Qu'est-ce que la transition énergétique? Officiellement, il s'agit de réduire la production de CO2. Or, la France produit près de 95% de son électricité sans production de CO2. C'est pourtant l'électricité qui doit montrer l'exemple de la transition énergétique, en développant les énergies renouvelables intermittentes qui ont conduit l'Allemagne et l'Australie à augmenter leur production de CO2. C'est, en revanche, le transport et le chauffage résidentiel au fuel et au gaz qui, en France, sont les principales source d'émission de CO2. Mais c'est la part de l'électricité dans le chauffage résidentiel, responsable en France de la pointe de consommation, qui est stigmatisée. Jusqu'où poussera-t-on l'incohérence? Est-ce par conviction, incompétence, aveuglement, ou y aurait-il d'autres intérêts en jeu? 

Si la transition énergétique en France correspond à la volonté de réduire la part de la production nucléaire, à l'instar de l'Allemagne, il faudra qu'on dise si on choisit le charbon ou le gaz pour la remplacer car ce ne sera pas par les énergies renouvelables.

Il y a un grand enjeu de transition énergétique. D'abord, dans les transports, l'habitat et l'industrie. Outre les nécessaires mesures d'isolation de l'habitat, il s'agit d'utiliser tous les moyens qu'apportent aujourd'hui le "big data" et la numérisation pour optimiser l'efficacité énergétique. D'énormes gains sont possibles , et déjà largement engagés dans de nombreux domaines. L'électricité en France est "propre" et n'est donc pas la priorité, mais si l'on décide de changer le mode de production, ce ne peut être qu'à partir d'un bilan objectif de l'efficacité, du coût et de la "propreté" des moyens disponibles.

En quoi la dérégulation du secteur énergétique, dogme voulu par la Commission européenne, peut être une catastrophe pour la France ?

La dérégulation devait apporter une saine concurrence au bénéfice des consommateurs.

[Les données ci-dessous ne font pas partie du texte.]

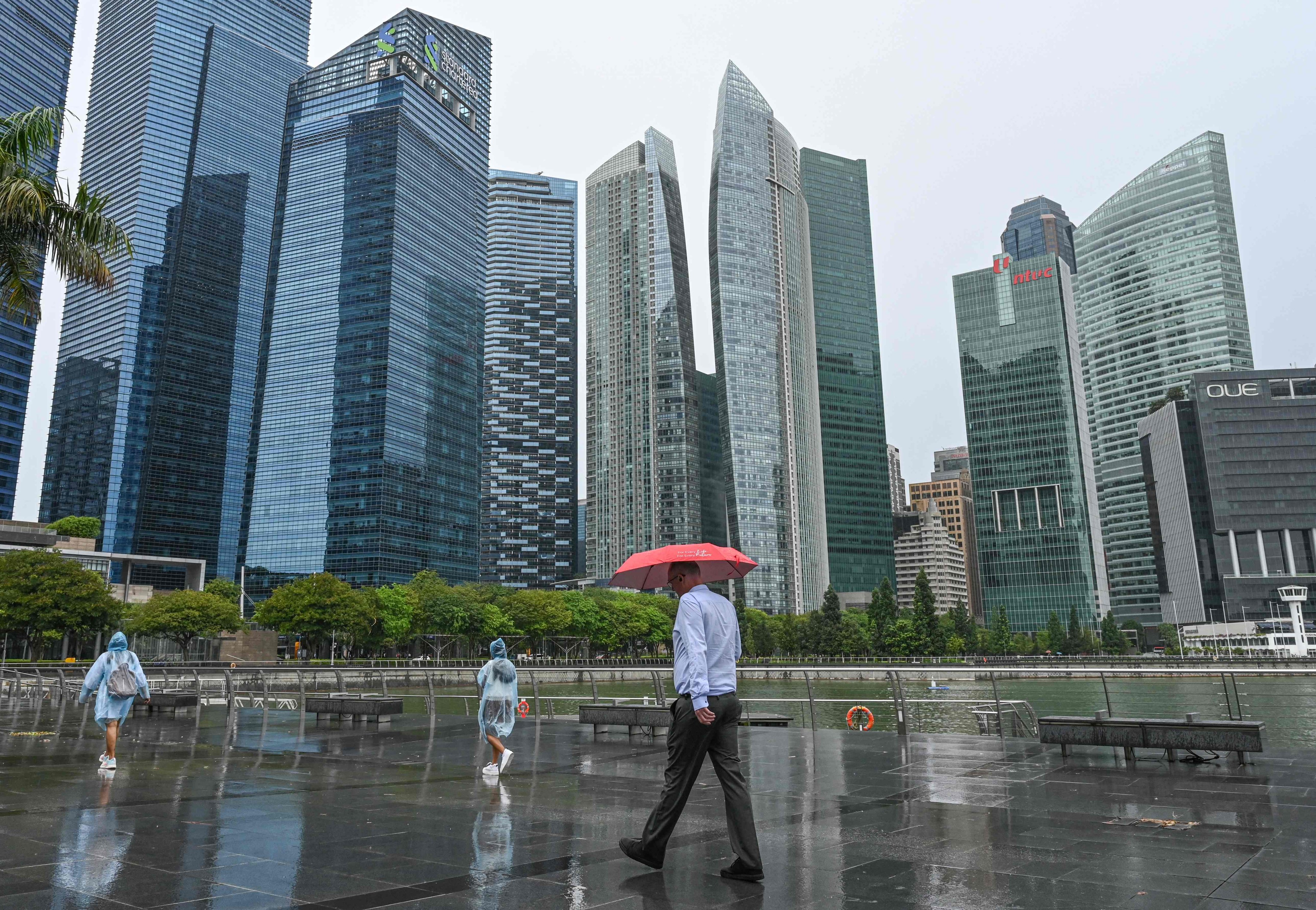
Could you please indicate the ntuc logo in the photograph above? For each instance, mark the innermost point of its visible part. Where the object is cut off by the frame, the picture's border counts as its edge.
(1034, 274)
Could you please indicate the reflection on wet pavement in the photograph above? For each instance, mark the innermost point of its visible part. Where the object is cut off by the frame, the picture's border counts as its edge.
(265, 810)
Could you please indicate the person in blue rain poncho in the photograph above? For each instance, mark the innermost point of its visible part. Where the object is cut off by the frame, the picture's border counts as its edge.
(498, 705)
(111, 712)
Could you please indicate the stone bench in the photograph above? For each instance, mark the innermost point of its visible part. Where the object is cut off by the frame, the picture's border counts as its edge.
(166, 700)
(659, 718)
(1167, 734)
(353, 706)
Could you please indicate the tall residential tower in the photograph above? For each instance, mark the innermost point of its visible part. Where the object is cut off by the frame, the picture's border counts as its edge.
(370, 429)
(764, 338)
(528, 485)
(851, 407)
(643, 396)
(1160, 297)
(157, 379)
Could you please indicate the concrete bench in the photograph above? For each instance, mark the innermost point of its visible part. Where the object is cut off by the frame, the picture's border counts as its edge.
(357, 708)
(659, 718)
(166, 700)
(1167, 734)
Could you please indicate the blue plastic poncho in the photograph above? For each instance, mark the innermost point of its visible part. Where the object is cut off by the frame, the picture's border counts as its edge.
(107, 706)
(498, 693)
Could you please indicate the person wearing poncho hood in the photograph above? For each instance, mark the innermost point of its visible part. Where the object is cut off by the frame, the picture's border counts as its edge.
(112, 710)
(498, 705)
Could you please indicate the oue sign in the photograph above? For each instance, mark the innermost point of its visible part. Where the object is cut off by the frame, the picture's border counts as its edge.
(1232, 390)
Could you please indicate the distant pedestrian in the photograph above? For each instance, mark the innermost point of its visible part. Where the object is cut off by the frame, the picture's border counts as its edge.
(498, 705)
(118, 679)
(705, 721)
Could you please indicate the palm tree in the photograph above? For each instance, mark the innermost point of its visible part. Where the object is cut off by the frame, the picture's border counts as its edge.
(37, 218)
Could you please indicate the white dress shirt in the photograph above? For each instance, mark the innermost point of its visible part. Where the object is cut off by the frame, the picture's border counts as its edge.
(706, 646)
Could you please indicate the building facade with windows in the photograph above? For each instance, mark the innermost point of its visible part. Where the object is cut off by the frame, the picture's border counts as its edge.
(36, 48)
(852, 414)
(643, 396)
(764, 339)
(370, 426)
(528, 485)
(1160, 297)
(157, 380)
(928, 546)
(1035, 498)
(1231, 478)
(1039, 227)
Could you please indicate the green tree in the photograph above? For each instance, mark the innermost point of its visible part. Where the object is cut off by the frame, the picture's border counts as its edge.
(183, 617)
(882, 616)
(926, 616)
(1076, 643)
(1169, 635)
(1113, 639)
(999, 637)
(45, 597)
(40, 218)
(226, 588)
(318, 606)
(77, 526)
(1054, 634)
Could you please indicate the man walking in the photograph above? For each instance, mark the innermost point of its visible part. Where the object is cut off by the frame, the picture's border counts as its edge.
(705, 718)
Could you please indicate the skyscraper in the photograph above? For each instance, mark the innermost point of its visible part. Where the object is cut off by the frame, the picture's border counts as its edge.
(36, 77)
(895, 480)
(1035, 500)
(851, 409)
(370, 429)
(528, 510)
(643, 397)
(764, 338)
(1037, 227)
(1160, 297)
(157, 380)
(712, 490)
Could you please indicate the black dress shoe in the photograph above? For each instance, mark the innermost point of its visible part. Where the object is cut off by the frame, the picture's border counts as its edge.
(743, 872)
(631, 847)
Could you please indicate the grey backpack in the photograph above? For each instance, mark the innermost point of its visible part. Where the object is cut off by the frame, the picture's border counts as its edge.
(123, 681)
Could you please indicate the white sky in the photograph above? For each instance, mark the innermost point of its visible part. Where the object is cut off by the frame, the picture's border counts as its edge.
(961, 110)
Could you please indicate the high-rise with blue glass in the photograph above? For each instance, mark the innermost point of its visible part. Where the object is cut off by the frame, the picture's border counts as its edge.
(36, 47)
(528, 485)
(157, 379)
(764, 339)
(369, 452)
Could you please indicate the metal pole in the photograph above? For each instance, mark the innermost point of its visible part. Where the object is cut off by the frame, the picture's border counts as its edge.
(1001, 721)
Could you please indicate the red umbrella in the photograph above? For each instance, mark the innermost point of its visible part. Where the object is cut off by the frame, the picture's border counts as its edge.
(649, 569)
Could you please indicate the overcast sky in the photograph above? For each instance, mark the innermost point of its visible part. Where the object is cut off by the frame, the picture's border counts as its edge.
(961, 111)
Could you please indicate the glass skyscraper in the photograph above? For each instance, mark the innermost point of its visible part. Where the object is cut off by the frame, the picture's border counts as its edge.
(643, 398)
(1035, 497)
(852, 414)
(157, 380)
(370, 424)
(1037, 227)
(764, 338)
(528, 510)
(36, 47)
(1160, 297)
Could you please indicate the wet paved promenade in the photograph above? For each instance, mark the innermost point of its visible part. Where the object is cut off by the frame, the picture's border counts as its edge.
(204, 813)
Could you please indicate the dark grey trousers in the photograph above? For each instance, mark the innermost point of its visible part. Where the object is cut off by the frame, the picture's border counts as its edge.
(688, 745)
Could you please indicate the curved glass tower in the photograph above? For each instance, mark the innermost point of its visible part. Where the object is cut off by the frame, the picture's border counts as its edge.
(764, 338)
(1160, 297)
(643, 398)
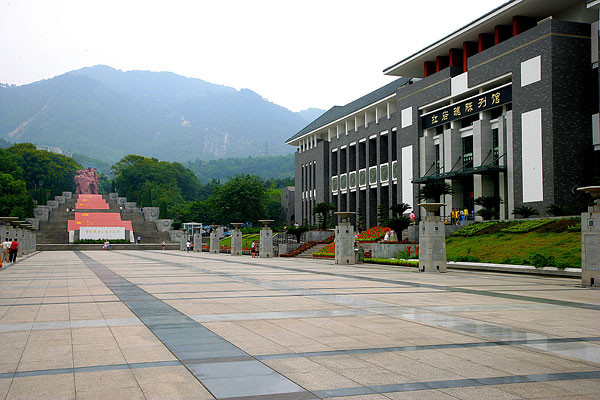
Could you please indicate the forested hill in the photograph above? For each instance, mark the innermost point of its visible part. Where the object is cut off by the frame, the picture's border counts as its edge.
(274, 167)
(104, 113)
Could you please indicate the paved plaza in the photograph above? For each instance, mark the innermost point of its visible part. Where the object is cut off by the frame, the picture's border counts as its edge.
(171, 325)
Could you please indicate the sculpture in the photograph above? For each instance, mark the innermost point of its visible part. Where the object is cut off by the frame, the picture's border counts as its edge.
(87, 181)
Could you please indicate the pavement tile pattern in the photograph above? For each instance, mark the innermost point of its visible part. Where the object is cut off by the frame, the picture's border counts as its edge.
(158, 325)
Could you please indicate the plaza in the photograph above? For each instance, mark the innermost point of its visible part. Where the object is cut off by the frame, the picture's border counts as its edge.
(170, 324)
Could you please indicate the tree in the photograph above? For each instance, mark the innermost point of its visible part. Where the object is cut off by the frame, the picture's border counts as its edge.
(297, 231)
(525, 211)
(242, 199)
(434, 190)
(490, 206)
(323, 209)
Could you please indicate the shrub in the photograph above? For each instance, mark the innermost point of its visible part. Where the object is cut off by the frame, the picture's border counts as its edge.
(526, 226)
(525, 211)
(473, 229)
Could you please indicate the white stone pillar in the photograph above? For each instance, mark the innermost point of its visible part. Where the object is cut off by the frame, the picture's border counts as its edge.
(590, 240)
(266, 239)
(344, 240)
(236, 239)
(432, 240)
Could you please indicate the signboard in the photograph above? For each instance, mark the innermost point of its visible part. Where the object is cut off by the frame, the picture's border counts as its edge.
(101, 233)
(469, 107)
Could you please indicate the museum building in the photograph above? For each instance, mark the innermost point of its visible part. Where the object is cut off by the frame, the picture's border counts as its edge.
(506, 106)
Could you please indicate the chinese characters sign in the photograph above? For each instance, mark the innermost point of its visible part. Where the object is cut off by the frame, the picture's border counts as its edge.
(101, 233)
(469, 107)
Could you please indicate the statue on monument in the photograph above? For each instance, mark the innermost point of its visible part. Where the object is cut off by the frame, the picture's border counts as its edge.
(87, 181)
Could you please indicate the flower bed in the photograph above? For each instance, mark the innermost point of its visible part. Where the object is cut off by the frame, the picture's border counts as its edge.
(327, 251)
(374, 234)
(393, 261)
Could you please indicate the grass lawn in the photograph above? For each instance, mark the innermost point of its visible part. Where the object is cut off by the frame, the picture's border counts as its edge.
(508, 248)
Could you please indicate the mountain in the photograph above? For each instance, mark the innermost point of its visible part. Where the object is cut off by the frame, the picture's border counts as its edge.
(310, 114)
(104, 113)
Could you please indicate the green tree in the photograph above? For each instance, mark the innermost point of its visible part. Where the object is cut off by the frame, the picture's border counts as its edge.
(324, 209)
(13, 196)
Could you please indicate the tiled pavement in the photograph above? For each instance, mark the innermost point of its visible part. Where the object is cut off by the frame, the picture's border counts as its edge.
(168, 325)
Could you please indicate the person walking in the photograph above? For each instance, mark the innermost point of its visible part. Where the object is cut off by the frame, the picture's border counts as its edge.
(14, 249)
(4, 250)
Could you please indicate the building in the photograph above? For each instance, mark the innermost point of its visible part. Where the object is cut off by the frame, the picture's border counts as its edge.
(505, 106)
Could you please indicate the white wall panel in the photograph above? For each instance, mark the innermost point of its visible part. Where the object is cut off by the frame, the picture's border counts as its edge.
(531, 156)
(407, 175)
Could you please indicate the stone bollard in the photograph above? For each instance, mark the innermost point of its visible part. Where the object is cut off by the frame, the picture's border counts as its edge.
(344, 240)
(590, 240)
(265, 246)
(214, 239)
(432, 240)
(198, 242)
(236, 239)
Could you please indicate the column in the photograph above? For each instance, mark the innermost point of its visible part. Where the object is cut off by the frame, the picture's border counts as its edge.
(236, 239)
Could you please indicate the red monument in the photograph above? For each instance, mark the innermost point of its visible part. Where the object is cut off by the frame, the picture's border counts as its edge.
(87, 181)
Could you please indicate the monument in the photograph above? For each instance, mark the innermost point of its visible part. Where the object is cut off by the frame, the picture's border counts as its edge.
(432, 240)
(590, 240)
(87, 181)
(344, 240)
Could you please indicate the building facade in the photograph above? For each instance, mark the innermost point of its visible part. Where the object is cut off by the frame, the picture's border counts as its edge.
(506, 106)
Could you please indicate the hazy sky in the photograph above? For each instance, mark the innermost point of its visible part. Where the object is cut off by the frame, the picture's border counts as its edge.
(297, 54)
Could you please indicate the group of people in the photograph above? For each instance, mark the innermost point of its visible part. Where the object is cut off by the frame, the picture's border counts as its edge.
(458, 215)
(10, 248)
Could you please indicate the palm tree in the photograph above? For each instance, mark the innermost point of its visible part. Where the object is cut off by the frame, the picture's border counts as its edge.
(324, 209)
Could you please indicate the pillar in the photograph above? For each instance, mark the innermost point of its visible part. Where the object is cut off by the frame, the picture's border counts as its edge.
(198, 241)
(432, 240)
(344, 240)
(265, 247)
(236, 239)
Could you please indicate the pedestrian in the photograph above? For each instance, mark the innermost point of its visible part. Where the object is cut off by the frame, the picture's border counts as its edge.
(14, 249)
(4, 250)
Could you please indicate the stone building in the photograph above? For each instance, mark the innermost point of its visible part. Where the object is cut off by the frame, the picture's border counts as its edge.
(505, 106)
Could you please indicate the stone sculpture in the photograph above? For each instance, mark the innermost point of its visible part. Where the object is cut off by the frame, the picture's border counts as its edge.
(87, 181)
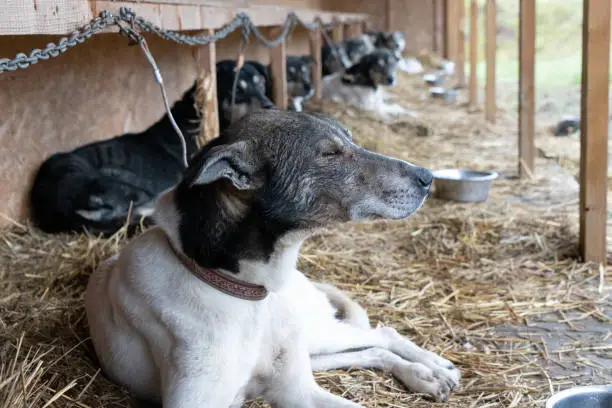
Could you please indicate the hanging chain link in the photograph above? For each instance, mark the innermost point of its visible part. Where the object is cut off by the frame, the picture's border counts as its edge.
(127, 21)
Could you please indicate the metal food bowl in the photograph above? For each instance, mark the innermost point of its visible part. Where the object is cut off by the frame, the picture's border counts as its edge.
(593, 396)
(463, 185)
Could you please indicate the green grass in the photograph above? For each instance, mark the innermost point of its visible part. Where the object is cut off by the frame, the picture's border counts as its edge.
(558, 42)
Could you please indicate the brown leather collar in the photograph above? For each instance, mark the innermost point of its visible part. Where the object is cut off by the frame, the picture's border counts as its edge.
(224, 283)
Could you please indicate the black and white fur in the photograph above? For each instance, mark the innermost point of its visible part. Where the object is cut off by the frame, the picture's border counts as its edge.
(299, 81)
(252, 90)
(93, 187)
(361, 85)
(244, 206)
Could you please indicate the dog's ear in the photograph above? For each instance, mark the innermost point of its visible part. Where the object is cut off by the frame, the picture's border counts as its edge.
(230, 162)
(307, 59)
(263, 70)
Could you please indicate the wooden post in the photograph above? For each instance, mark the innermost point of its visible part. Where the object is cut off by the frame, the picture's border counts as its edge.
(460, 63)
(206, 94)
(452, 30)
(278, 66)
(490, 50)
(337, 32)
(526, 87)
(594, 129)
(315, 52)
(438, 7)
(473, 87)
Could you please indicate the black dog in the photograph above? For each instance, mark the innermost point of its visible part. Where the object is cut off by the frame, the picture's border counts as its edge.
(93, 187)
(253, 88)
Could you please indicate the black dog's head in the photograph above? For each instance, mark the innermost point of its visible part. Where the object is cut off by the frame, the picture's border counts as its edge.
(375, 69)
(277, 172)
(299, 80)
(252, 89)
(334, 58)
(394, 41)
(358, 47)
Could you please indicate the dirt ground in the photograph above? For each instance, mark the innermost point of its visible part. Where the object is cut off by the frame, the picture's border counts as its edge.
(496, 287)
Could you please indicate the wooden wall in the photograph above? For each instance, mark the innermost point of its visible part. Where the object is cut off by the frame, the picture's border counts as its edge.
(104, 88)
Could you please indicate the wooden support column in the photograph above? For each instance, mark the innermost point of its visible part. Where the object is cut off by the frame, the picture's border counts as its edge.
(473, 86)
(460, 63)
(438, 41)
(315, 52)
(526, 87)
(490, 51)
(278, 66)
(206, 94)
(452, 30)
(337, 33)
(594, 129)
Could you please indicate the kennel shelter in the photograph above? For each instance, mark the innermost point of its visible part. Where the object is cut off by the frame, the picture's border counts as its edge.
(444, 277)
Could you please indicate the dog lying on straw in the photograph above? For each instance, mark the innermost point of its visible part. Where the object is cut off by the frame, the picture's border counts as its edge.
(207, 309)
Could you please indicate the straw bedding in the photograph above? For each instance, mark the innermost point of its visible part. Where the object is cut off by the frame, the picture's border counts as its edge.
(469, 281)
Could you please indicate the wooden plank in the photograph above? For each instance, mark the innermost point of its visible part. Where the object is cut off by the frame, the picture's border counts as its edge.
(594, 129)
(206, 98)
(64, 16)
(337, 34)
(526, 108)
(490, 51)
(315, 51)
(460, 63)
(451, 29)
(278, 65)
(473, 86)
(439, 30)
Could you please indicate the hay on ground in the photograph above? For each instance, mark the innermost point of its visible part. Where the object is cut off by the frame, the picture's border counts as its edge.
(473, 282)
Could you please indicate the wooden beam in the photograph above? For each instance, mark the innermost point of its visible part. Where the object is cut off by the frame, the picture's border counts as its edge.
(594, 129)
(460, 63)
(337, 33)
(473, 86)
(315, 52)
(451, 29)
(526, 112)
(42, 16)
(278, 66)
(490, 51)
(206, 97)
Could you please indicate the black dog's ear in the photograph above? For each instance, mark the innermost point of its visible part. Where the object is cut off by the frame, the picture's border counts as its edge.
(353, 74)
(307, 59)
(230, 162)
(262, 69)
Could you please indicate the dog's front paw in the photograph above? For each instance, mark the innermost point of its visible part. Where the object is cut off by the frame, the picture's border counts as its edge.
(442, 365)
(419, 378)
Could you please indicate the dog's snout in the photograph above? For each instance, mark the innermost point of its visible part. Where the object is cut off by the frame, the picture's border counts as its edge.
(424, 177)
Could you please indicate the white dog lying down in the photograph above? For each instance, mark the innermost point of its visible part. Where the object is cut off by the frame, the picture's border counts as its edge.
(361, 85)
(208, 309)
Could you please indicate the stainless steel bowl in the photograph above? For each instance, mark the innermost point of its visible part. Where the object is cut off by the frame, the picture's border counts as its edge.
(592, 396)
(463, 185)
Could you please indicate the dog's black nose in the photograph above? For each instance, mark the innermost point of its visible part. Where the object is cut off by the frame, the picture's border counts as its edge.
(424, 177)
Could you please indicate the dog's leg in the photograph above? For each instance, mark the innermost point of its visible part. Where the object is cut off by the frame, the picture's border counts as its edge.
(415, 376)
(293, 385)
(339, 337)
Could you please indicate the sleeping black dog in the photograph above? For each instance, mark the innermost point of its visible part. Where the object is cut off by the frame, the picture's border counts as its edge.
(93, 187)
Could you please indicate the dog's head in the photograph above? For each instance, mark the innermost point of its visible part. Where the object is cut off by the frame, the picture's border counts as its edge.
(299, 78)
(376, 69)
(277, 172)
(395, 41)
(251, 89)
(334, 58)
(358, 47)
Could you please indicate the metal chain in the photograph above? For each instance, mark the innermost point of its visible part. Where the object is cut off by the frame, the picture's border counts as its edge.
(126, 15)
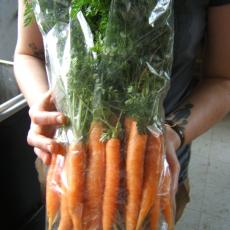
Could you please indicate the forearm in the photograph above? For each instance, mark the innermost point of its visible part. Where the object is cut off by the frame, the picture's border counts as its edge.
(208, 104)
(31, 76)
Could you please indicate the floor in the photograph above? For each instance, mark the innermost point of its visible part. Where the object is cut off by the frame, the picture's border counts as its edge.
(209, 208)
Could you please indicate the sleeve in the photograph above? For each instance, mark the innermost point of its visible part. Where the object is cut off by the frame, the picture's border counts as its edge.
(218, 2)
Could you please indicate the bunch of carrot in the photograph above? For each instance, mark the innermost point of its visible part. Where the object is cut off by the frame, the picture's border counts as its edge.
(94, 174)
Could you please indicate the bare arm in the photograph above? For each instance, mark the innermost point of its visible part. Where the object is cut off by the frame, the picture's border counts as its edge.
(29, 65)
(210, 101)
(29, 68)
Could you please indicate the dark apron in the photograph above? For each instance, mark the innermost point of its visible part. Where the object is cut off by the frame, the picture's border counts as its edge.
(190, 25)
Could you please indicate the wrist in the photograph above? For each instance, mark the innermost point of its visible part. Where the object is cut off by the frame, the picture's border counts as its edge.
(175, 134)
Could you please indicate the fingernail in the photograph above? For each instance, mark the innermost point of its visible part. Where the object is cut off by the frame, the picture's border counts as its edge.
(50, 148)
(60, 119)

Elle a conduit à une fausse concurrence à leur détriment. Le prix de l'électricité, qui n'a cessé de baisser pendant trente ans, n'a fait qu'augmenter, et de plus en plus vite, depuis la mise en œuvre de la dérégulation.

Au nom d'une concurrence sacralisée, la dérégulation imposée par l'Europe a consisté à démanteler l'électricien le plus efficace d'Europe (trop bien placé dans la concurrence ?), à imposer des producteurs d'énergies intermittentes massivement subventionnés et des "fournisseurs alternatifs" qui, ne produisant pas d’électricité, bénéficient de la déprime des marchés pour réaliser des profits exponentiels.  

La France, jadis connue pour sa vision et son indépendance, suit docilement une politique européenne qui n'en n'est pas une et qui la dessert. 

La politique énergétique européenne conduit la France et l'Europe dans le noir et, au réveil, l'électricité coûtera, comme en Australie et en Allemagne, beaucoup plus cher.